Some aspire to a racing careers in GT/endurance events, some are too young to step up into premier single seater categories, some are learning their craft with an eye to a seat in the Australian Supercars Championship.
All have enjoyed their chance to rub shoulders with the Castrol Toyota Racing Series (TRS) drivers, but the ‘86ers’ have their own championship to contest and their own diverse aspirations to foster.
The championship remains New Zealand’s premier single-make sports coupe series, and in the past 18 months its relevance as an incubator of driving talent has come to the fore in an unexpected way.
While the intention was always to model the championship closely on the TRS, it has now begun to deliver racers into TRS, becoming ‘vertically integrated’. Armstrong, Cockerton and now the current season’s crop of Cockerton, Yardley (TR 86 champion last year) and Harker (second behind Yardley) has stepped up from the sports coupes to the single-seaters.

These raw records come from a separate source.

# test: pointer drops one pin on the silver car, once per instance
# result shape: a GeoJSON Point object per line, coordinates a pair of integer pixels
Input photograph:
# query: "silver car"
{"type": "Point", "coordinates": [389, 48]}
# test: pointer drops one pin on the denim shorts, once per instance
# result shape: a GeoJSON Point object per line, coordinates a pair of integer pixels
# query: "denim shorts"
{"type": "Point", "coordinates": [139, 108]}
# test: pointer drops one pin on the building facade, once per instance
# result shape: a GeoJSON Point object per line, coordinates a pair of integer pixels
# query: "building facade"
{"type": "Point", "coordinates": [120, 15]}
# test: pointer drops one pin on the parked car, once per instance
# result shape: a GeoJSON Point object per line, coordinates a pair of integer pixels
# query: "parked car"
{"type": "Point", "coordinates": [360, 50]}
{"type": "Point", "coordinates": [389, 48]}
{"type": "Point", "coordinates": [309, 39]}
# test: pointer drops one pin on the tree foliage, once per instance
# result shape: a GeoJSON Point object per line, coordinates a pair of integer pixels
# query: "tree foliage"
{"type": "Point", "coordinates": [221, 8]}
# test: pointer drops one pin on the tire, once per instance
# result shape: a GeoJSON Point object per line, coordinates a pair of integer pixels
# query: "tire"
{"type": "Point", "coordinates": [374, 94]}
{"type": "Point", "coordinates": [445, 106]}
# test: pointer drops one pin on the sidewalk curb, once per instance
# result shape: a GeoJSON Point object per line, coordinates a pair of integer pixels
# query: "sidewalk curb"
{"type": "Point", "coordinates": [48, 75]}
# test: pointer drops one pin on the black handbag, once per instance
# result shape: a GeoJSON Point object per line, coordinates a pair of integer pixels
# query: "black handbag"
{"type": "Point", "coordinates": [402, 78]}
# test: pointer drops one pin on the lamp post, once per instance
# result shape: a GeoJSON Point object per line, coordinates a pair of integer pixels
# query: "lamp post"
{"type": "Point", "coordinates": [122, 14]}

Even motorsport legend Kenny Smith, who contested his 47th Grand Prix in an FT 50 at Manfeild this year, has raced in the 86s and owns a car.
The intensity of competition and the high race specification of the purpose built TR 86 cars create the perfect learning environment for racers looking to hone their skills as they progress.
Also emerging is the role of teams running two or more cars.
With the ability to share data between cars and for racers to talk their way through a lap after practicing, qualifying or racing, the championship is giving more back to every driver involved.
Fast rookies, returning racers, exciting on-track action and a range of ways to race – the Toyota 86 Championship in 2017- 2018 offers it all.